By ELISABETH BUMILLER
Lost in all the white ties and tails, cavalry parades and antiwar protests of President Bush's trip to London last week was a reticent multimillionaire American racehorse breeder, William S. Farish. His day job is the United States ambassador to Britain, and his credentials include very close ties to the Bush family.
How close? Well, not only did Mr. Farish manage the elder George Bush's blind trusts when he became vice president, but he gave him his springer spaniel, Millie, and Mr. Farish later had her mated at his lush Kentucky horse farm. Among the puppies was Spot, the 13-year-old dog of the current President Bush.
How close? Well, for decades the elder Mr. Bush has relaxed at Mr. Farish's fabulous houses. Bush père has fished at Mr. Farish's oceanfront home in Gulf Stream, Fla., shot quail at Mr. Farish's 10,000-acre Lazy F Ranch in Beeville, Tex., and been feted at a fund-raiser at Mr. Farish's Lane's End Farm in Versailles, Ky. Queen Elizabeth has visited the farm, too, where she watched Mr. Farish play polo.
All of which means that Mr. Farish would have been the perfect ambassador to handle the pomp of the Court of St. James had not the terrorist attacks of Sept. 11, 2001, intervened. That, in any case, is the widespread view of British commentators and reporters, who would like the man they call the quiet American to speak up.

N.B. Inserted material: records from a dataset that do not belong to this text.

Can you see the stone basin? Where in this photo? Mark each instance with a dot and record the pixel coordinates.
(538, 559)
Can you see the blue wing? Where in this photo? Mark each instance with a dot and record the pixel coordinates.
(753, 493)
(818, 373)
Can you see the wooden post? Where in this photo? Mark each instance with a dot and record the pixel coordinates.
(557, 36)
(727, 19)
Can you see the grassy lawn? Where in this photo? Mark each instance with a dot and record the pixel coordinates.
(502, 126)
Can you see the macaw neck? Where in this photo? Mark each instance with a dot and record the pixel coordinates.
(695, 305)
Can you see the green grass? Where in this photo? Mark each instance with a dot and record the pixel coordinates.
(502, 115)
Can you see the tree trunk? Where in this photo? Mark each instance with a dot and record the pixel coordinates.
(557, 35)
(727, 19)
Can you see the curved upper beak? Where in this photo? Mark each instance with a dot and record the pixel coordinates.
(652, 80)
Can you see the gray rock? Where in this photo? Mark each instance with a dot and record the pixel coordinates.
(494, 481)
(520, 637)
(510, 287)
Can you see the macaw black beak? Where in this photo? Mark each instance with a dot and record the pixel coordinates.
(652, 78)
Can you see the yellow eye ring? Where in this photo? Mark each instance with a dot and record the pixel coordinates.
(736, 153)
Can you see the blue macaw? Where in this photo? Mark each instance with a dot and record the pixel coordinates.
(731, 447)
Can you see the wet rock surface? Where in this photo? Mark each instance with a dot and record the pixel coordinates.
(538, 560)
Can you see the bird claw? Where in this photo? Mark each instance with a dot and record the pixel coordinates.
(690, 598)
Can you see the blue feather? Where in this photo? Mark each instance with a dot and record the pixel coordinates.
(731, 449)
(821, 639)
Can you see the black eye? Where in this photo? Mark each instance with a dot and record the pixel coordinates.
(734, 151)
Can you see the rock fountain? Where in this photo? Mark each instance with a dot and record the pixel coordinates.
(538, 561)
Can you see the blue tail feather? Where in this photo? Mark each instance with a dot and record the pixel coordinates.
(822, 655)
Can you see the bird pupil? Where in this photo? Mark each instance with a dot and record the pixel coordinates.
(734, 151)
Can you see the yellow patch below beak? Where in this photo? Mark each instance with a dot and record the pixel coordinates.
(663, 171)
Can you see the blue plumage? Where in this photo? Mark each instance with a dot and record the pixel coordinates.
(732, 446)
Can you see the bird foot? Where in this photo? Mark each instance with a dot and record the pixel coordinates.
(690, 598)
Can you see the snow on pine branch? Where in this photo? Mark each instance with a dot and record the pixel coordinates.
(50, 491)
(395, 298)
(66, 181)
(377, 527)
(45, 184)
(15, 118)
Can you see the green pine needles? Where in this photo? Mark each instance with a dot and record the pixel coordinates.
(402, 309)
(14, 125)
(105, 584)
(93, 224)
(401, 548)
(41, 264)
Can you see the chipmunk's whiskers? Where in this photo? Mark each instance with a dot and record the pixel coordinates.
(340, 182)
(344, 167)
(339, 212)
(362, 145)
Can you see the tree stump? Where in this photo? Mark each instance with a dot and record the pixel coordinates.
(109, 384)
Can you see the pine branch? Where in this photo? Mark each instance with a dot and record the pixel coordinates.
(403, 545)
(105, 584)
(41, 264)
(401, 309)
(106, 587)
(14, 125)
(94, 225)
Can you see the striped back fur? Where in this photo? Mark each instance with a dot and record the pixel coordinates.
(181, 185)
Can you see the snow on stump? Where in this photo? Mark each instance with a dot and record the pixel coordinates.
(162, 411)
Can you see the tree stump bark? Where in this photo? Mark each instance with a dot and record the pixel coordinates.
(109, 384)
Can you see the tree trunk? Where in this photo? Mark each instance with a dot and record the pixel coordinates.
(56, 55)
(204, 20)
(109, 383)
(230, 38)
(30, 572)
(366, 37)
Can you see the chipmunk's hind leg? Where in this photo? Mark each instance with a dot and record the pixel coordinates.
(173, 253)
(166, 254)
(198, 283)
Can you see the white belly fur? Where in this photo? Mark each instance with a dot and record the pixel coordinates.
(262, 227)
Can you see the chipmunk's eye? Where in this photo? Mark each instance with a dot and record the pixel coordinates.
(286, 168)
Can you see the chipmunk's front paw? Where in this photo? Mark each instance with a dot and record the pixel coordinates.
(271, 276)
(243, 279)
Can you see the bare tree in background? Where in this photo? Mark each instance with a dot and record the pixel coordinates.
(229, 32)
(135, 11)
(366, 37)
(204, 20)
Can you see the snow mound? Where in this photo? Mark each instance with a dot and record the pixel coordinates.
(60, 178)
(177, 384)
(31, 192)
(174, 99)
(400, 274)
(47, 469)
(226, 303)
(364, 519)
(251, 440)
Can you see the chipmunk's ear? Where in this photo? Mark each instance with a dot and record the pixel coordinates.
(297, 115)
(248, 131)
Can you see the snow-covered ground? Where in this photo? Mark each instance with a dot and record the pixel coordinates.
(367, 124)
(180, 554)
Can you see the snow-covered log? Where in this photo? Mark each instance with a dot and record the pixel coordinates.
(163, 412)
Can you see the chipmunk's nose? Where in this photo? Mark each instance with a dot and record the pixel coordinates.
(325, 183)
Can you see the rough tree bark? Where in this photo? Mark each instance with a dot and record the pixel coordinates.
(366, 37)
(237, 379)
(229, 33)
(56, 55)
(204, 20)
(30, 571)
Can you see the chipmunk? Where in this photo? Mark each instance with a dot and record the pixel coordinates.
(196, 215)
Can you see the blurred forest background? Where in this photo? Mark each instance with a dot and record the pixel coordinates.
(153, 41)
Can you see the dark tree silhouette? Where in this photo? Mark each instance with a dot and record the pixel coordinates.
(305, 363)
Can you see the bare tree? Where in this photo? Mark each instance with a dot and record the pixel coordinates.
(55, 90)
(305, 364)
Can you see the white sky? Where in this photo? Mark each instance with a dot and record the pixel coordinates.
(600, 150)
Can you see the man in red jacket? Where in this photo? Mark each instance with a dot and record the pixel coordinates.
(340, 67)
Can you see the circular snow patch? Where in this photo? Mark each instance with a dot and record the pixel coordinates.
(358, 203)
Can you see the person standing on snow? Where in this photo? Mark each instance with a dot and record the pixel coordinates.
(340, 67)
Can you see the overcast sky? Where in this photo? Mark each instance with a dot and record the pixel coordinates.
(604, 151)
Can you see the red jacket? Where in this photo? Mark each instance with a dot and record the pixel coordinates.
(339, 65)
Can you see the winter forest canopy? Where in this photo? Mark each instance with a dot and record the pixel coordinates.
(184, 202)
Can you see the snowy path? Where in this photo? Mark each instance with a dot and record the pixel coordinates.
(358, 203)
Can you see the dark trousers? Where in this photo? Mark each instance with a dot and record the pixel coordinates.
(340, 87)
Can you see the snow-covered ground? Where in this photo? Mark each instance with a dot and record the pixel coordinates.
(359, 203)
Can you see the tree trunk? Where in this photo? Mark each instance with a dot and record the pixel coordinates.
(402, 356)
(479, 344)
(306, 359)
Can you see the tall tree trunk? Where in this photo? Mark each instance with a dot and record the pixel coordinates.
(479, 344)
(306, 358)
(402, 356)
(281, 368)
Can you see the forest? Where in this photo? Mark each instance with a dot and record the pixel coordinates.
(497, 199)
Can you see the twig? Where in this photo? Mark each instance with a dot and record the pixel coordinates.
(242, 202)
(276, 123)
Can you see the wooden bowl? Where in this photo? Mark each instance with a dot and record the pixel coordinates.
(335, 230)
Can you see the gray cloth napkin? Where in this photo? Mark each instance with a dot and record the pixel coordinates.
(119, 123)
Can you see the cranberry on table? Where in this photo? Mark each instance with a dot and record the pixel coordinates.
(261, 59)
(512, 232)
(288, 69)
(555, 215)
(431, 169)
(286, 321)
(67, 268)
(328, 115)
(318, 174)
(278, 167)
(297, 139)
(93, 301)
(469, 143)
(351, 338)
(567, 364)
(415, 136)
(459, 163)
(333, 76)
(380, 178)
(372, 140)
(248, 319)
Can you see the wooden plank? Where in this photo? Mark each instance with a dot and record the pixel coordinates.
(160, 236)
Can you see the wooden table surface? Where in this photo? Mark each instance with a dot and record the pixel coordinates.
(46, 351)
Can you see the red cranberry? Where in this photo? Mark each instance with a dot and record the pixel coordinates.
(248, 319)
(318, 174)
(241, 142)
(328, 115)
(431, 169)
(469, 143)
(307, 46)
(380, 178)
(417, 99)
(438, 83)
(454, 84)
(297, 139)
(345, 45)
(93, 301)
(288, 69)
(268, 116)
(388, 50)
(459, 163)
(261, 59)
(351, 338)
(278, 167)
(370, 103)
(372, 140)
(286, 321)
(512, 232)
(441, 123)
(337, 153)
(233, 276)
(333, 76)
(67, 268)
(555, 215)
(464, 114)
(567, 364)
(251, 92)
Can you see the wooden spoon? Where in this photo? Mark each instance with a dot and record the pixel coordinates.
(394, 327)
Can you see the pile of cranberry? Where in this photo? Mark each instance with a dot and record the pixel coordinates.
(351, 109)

Their view is that now more than ever, when the relationship between the American president and Prime Minister Tony Blair is so crucial, and when anti-Americanism is rife in Europe, the White House needs a strong voice in London. But they say that Mr. Farish, whom American Embassy officials readily describe as "very private," has been largely invisible.
"The Bush administration, so often abrasive in tone, and so sharply different from its predecessor, could do with explanation abroad," wrote Bronwen Maddox, the foreign editor of The Times of London, in a column before Mr. Bush's visit to Britain. "For an ambassador to abandon that attempt is to accept the caricature often given."